For the final act, I headed to the Victory Park Lane store of Duncan Quinn, a menswear designer who also has shops in New York and Los Angeles. Quinn, I’d read in a Manhattan-centric fashion magazine, is a British corporate lawyer and unabashed dandy whose shops have been likened to “a kind of stuffy suit department on acid, where hip downtown salesmen in eye-popping patterns impart the kind of unimaginable knowledge of stitching you’d expect to find further uptown, if not across the Pond.”

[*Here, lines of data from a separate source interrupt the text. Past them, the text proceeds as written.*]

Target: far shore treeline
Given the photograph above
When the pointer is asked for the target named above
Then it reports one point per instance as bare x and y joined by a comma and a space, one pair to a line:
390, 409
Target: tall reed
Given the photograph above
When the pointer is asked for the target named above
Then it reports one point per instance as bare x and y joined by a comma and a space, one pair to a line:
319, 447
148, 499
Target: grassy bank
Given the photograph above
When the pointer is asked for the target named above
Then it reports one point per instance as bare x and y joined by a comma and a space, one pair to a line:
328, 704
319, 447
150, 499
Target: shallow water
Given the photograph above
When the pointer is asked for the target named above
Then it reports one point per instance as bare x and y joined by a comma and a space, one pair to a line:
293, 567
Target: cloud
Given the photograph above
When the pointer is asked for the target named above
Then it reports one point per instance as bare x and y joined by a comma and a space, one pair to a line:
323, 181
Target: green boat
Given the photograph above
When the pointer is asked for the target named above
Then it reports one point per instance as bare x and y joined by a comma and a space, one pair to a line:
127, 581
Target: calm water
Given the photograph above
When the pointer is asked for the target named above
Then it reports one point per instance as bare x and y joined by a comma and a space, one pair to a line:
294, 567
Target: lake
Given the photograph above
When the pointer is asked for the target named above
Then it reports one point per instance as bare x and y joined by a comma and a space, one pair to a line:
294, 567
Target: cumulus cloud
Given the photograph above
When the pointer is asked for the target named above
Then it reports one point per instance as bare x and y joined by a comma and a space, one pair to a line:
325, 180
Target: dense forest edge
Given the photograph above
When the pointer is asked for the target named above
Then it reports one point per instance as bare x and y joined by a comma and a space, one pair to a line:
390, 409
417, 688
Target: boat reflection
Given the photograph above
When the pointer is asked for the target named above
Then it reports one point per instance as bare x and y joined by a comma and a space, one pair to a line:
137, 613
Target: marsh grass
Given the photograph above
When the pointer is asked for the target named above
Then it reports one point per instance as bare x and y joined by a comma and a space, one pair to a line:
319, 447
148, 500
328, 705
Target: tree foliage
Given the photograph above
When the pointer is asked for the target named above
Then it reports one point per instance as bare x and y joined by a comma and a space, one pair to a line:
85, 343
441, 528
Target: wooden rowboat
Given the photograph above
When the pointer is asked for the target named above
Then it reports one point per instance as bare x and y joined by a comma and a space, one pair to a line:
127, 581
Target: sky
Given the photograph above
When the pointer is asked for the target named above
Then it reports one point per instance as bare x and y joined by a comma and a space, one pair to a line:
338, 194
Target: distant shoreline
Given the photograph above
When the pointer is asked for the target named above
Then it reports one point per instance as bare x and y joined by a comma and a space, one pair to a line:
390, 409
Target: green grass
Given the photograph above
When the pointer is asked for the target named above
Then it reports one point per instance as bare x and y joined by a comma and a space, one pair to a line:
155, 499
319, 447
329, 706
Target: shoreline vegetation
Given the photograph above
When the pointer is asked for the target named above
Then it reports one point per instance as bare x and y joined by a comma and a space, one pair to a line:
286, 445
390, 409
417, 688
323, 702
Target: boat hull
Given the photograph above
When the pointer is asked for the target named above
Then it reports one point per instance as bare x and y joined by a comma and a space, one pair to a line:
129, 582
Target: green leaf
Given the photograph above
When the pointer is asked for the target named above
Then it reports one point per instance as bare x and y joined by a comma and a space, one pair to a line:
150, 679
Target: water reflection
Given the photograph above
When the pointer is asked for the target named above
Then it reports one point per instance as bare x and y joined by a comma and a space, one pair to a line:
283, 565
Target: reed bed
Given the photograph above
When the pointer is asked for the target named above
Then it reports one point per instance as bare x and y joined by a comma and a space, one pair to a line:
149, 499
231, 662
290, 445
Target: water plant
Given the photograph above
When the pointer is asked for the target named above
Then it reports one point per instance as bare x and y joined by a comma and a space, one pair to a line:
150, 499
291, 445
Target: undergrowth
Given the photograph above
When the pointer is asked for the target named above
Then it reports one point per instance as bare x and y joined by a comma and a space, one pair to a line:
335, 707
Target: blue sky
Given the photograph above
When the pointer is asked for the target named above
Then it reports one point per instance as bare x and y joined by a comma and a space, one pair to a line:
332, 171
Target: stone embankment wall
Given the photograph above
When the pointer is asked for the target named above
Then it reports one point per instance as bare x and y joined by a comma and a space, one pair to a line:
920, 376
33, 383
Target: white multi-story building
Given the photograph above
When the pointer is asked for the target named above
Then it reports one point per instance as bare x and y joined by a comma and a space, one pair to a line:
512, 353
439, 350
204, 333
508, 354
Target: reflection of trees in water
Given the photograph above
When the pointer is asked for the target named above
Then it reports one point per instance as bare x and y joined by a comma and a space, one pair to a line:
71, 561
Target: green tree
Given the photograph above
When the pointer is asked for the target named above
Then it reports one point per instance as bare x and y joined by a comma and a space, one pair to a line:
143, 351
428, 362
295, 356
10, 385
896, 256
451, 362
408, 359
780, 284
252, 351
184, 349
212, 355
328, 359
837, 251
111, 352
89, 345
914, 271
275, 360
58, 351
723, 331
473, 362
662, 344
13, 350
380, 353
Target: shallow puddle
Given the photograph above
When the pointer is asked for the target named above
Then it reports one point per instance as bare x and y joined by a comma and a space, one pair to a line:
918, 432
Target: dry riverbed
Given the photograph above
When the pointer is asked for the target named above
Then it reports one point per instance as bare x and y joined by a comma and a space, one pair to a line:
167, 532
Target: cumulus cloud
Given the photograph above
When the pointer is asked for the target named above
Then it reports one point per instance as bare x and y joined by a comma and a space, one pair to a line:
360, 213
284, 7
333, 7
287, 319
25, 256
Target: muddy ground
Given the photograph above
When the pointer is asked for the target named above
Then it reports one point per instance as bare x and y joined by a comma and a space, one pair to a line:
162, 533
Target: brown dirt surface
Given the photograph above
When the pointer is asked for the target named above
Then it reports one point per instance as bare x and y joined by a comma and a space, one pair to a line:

Quinn wasn’t in Dallas this particular day, but we were met at the door by a sharply dressed salesman named Corey who had selected from his rack a handmade, meticulously tailored blue-gray wool suit that retailed for $3,250. He paired the suit with a $295 light-blue shirt with French cuffs, sterling-silver cuff links with red ruby insets that cost $295, and a red-striped tie that went for $165. The stylist did her level best to fluff up my damp, limp hair, but it was a lost cause. The Quinn-fitted fops that I’d seen photographed in the magazine had posed with English bulldogs at their sides and one leg propped on the bumper of a Jaguar town car. But Corey handed me a freaky motorcycle helmet and an umbrella and stood me against a neutral backdrop, in a far corner of the shop. I focused on looking dangerous but ultimately decided instead that my best hope was to concentrate on not looking goofy. I don’t think it worked.

A fortnight after my “day of beauty,” as I put the finishing touches on this column, I can safely report that the makeover seems to have done no permanent damage. My hair is as untamed and pillow-whipped as ever. The radioactive facial glow has dulled, and a slovenly stubble of beard has taken root over my familiar bag of wrinkles and flakes. My nails have never looked better, but I must confess that I miss being able to shred a chicken with my toes. Oh, and the $3,250 suit and other fancy duds? Had to give them back. It was a Sarah Palin deal.

As for the lawsuit, I’m torn. I keep studying the before and after shots, wondering if I should call my lawyer or leave well enough alone. What do you think? If anyone out there has a strong feeling about my new look versus my old or knows of an island in the Bahamas that the owner would be willing to swap for a successful regional magazine based in Austin that I may soon acquire in court proceedings, let me know.